Para mim, apesar de gastar algum tempo no online, a campanha é exactamente aquilo que me interessa mais num Call of Duty. Em Vanguard temos uma história dedicada a um grupo de elite que tem de decifrar um enigma misterioso da segunda guerra mundial e ao mesmo tempo, conseguir infiltrar as linhas inimigas.

Embora perceba a ideia de que a maioria não quer saber da campanha, eu quero saber e por isso não acho divertido ter de instalar o jogo e ter de instalar a campanha de forma idependente. Isto quer dizer que o Disco de jogo é apenas uma licença e que se quiser jogar esta campanha daqui a 20 anos quando os servidores já estiverem em baixo, nada disto está disponível.

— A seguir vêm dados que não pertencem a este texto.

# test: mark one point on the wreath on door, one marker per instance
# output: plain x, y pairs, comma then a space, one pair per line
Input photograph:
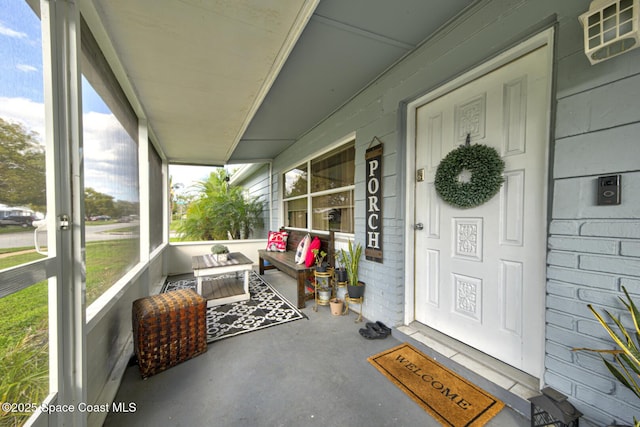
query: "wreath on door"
470, 175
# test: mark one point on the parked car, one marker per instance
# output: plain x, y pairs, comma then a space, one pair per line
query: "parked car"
20, 220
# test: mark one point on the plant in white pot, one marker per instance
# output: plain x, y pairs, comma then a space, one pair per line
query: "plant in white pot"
220, 252
350, 259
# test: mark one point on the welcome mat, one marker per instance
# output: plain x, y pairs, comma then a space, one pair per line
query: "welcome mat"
265, 308
445, 395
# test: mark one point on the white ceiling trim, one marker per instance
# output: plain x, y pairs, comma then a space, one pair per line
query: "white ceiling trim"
292, 38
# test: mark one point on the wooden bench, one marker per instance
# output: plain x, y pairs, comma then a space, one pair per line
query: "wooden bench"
284, 261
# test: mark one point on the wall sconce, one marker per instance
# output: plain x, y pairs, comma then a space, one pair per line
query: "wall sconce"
610, 28
551, 408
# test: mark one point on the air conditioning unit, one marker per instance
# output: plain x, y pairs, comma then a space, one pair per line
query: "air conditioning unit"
610, 28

Não que a campanha de Call of Duty: Vanguard seja algo que queira jogar novamente, pois embora tente contar uma história interessante através de personagens distintas, acaba por ser uma mistura estranha entre momentos que tentam ser icónicos ou marcantes, sem nos dar espaço e tempo o suficiente para sentir grande empatia por estas personagens.

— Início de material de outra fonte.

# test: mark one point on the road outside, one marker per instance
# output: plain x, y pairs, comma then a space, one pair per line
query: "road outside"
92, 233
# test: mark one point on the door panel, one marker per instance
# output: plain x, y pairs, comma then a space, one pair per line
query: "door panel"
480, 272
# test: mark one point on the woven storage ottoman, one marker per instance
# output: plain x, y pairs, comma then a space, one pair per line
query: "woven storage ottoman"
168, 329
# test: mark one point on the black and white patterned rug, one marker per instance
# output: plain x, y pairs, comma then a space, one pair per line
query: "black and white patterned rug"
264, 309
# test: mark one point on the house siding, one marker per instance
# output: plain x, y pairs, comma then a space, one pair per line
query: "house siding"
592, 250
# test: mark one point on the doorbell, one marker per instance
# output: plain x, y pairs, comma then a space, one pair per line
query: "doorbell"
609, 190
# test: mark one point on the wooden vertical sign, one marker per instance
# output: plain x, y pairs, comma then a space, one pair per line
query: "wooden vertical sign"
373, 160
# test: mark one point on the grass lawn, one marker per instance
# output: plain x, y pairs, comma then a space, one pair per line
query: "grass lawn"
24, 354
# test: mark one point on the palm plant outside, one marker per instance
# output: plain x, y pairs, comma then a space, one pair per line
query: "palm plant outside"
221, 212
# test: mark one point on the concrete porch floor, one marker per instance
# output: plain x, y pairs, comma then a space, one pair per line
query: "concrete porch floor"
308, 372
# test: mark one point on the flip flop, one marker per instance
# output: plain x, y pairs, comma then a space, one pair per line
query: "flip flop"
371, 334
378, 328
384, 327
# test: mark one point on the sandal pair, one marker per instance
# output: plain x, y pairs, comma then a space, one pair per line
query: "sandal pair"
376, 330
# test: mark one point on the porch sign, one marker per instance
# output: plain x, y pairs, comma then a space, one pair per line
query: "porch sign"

Entre estes heróis, Petrova é claramente uma das melhores e é aquela que nos faz passar pelos momentos mais marcantes da guerra quando a Rússia é invadida. No entanto, dez minutos depois de ouvirmos um discurso bonito do pai e de conhecer a casa onde vive, o pai é morto e isto pouco ou nada nos toca. Este é apenas a personagem mais interessante da equipa e sofre com oportunidades desperdiçadas, o que diz bastante sobre o quanto a campanha consegue cativar. Longe vão os tempos de Price e Ghost aparentemente.

Durante toda a história vemos um pouco das origens de cada personagem e conhecemos os nazis mauzões que não vão muito além disso. Além do mais, tendo em conta que estes estão sempre a falar de um “grande segredo”, parece que estamos a ver uma série de adultos a discutir um projecto secreto para organizar a festa de anos de alguém ao mesmo tempo que essa pessoa está na mesma sala.

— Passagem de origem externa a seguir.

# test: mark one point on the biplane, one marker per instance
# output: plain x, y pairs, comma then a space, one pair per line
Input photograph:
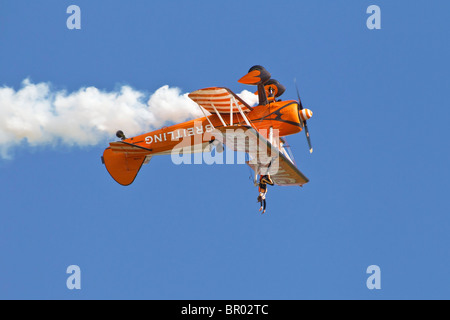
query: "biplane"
228, 120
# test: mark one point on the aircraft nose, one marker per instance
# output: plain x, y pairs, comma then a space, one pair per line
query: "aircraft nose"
306, 114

Quanto aos cenários, este começa bastante mal, com missões onde está quase sempre de noite ou bastante escuro e só mais tarde é que temos acesso a zonas bem mais interessantes e com maior sentido de ambiente e espetáculo de guerra, do que apenas corredores com pontos de combate pré-definidos.

É uma campanha quase memorável, com personagens com as quais quase nos importamos e com uma acção que quase tenta estar ao nível de Modern Warfare ou Black Ops, o que não deixa grandes saudades nem grandes recordações e me deixou até bastante indiferente.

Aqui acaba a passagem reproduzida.